2.2 Adding an Entity

  1. To begin adding an entity: hit the “Add Entity button “ in the main screen.

  2. On the next screen, enter the following details:

  • Full Name: Enter the complete name of the entity.

  • Short Name: Provide a concise version of the entity's name.

  • Purpose: Describe the primary purpose or function of the entity.

  • Type: Select the type of Operational Entity, such as Team/Group, Crown Jewel, Process, Information System, etc. After filling in these details, you have two options:

  • Configure Operational Entity: Opt to further configure the entity for more detailed management.
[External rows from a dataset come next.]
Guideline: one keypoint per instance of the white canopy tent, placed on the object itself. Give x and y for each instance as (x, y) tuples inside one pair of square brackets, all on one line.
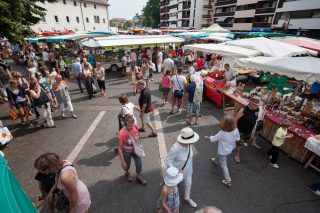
[(215, 28), (127, 40), (272, 48), (223, 49), (300, 68)]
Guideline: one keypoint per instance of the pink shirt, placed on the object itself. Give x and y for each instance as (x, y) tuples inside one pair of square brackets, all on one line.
[(165, 82)]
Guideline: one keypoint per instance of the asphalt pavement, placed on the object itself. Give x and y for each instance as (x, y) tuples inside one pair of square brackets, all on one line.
[(256, 187)]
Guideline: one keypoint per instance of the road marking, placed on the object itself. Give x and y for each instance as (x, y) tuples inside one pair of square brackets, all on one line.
[(76, 150), (161, 140)]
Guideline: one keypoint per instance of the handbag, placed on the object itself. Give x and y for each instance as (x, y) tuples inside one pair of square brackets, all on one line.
[(60, 201), (13, 114), (137, 146), (5, 135), (178, 93)]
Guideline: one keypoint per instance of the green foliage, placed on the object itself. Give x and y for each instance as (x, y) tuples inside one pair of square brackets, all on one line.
[(17, 16), (151, 14)]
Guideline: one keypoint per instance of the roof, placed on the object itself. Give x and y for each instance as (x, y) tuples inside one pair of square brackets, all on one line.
[(271, 48), (128, 40), (98, 1), (301, 68), (223, 49)]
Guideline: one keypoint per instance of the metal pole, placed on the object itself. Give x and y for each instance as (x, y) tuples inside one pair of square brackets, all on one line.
[(84, 27)]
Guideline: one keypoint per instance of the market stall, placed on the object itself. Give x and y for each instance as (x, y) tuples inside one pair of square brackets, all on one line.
[(301, 108)]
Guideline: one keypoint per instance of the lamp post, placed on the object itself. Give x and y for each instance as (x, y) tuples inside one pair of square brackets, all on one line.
[(84, 27)]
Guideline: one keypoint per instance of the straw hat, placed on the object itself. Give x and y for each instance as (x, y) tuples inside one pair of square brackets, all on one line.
[(187, 136), (172, 177)]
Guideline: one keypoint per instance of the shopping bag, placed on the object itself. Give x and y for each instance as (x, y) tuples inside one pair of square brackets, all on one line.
[(13, 115), (5, 135)]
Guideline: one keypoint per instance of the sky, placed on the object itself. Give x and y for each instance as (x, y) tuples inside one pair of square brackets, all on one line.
[(125, 8)]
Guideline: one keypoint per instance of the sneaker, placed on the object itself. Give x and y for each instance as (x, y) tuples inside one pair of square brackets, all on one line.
[(256, 146), (274, 165), (191, 203), (226, 183), (214, 161), (237, 159)]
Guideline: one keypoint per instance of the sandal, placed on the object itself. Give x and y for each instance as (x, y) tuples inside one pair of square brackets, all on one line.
[(152, 135), (141, 180), (226, 183)]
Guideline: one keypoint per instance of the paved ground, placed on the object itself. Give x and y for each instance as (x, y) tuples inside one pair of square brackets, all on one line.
[(256, 186)]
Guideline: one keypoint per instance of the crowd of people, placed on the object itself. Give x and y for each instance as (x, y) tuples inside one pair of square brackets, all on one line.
[(183, 74)]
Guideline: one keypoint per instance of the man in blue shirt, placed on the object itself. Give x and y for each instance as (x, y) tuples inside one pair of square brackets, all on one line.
[(77, 68)]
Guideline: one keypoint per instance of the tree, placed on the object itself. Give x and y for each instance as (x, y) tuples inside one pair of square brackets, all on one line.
[(17, 17), (151, 14)]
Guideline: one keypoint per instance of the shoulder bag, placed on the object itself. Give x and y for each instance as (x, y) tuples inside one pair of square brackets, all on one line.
[(137, 146), (178, 93), (60, 202)]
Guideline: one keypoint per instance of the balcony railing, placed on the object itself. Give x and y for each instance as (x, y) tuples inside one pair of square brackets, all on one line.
[(261, 24), (226, 24), (206, 16), (225, 2), (224, 14), (265, 10)]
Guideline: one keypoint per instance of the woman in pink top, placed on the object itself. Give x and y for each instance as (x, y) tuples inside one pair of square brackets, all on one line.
[(166, 86), (67, 181)]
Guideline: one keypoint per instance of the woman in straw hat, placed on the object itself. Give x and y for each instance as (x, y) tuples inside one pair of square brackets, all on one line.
[(180, 156), (169, 200)]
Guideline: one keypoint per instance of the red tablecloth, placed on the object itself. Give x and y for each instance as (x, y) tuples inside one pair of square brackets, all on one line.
[(213, 90), (295, 128)]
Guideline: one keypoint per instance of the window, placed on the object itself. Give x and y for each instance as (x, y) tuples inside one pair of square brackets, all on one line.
[(96, 19)]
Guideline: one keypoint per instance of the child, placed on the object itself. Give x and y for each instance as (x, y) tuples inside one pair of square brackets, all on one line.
[(166, 86), (278, 140), (169, 200), (227, 138)]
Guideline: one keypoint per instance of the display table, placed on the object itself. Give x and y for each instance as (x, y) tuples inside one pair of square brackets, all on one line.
[(295, 146)]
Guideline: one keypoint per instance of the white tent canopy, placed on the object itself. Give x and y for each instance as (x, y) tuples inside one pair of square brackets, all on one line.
[(215, 28), (223, 49), (271, 48), (300, 68), (126, 40)]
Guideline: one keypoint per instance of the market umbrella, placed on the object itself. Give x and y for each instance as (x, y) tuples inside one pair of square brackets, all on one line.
[(12, 197)]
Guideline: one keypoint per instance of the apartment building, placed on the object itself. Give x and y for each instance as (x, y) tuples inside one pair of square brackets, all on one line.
[(301, 17), (245, 15), (76, 15), (186, 13)]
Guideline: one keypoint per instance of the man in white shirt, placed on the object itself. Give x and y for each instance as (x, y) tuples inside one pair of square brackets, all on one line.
[(168, 64), (179, 82)]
  • Save: Choose to save the information as it is and configure the entity at a later moment.

2.3 Configuring Operational Entities

2.3.1 Adding Companies

Click on the 'Change Companies' button to link companies from your Cyber Chain to the entity.

The 'Adding Companies' functionality in RiskStudio allows you to integrate specific companies from your Cyber Chain into a particular operational entity. By clicking the 'Change Companies' button, you can select and link various companies to an entity, such as a project or department.

Why linking Companies is important

This feature is crucial for creating a comprehensive overview of how different companies within your Cyber Chain interact with or impact the selected operational entity. It aids in understanding the relationships and dependencies between your entity and these companies, offering insights into areas like risk exposure, collaboration, and resource allocation.

2.3.2 Involved Participants

The Involved Participants' function is designed to manage the human aspect of your operational entities.

By using the 'Change Involved Participants' button, you can either add existing or new participants.

Assigning a 'Primary Participant' is vital for establishing clear responsibility and leadership within the entity. This role typically oversees the activities related to the entity and acts as a central point of communication.

Assigning a Primary Participant

Why managing participants is key

Managing participants effectively is key to ensuring smooth operation and efficient handling of the entity's tasks. By keeping this information up-to-date, RiskStudio helps maintain clarity in roles and responsibilities, facilitating better coordination and communication among team members.

2.3.3. Entity summary

The summary page offers a graphical overview of the entity. Click on various elements in the summary for direct access to specific screens where you can view more details and make adjustments if needed.

3. Maximizing the potential of ‘Operational Entities’

  • Optimize your use of Operational Entities in RiskStudio to efficiently manage key business components. Regularly update and configure entities to align with ongoing projects and organizational changes, ensuring accurate and effective risk management strategies.

  • Participants can be assigned to specific entities, fostering collaboration and ensuring that each entity is adequately monitored and managed.

  • By knowing each entity's role and function, you can tailor risk management strategies to address specific vulnerabilities or challenges.

4. Frequently Asked Quesiton (FAQs)

Q: Can an Operational Entity belong to multiple risks ?
A: Yes, depending on its relevance, an entity can be linked to several risk programs to reflect its multifaceted role within the organization.

Q: How detailed should my entity descriptions be?
A: It's beneficial to be as detailed as possible to provide clarity. However, ensure the description remains concise and understandable for all participants.

Q: Can I modify an entity's type after creation?
A: While you can edit details of an entity, changing its fundamental type might require a new entity creation to maintain data integrity.

Contribution to cybersecurity and Risk Management

Operational Entities play a crucial role in RiskStudio by providing a structured approach to managing and analyzing different aspects of your organization, thus contributing significantly to both cybersecurity and overall risk management.


To effectively utilize Operational Entities in RiskStudio, ensure you have a clear understanding of your organization's structure, including its various departments, processes, and systems. Familiarity with the overall business objectives and cybersecurity goals is also essential.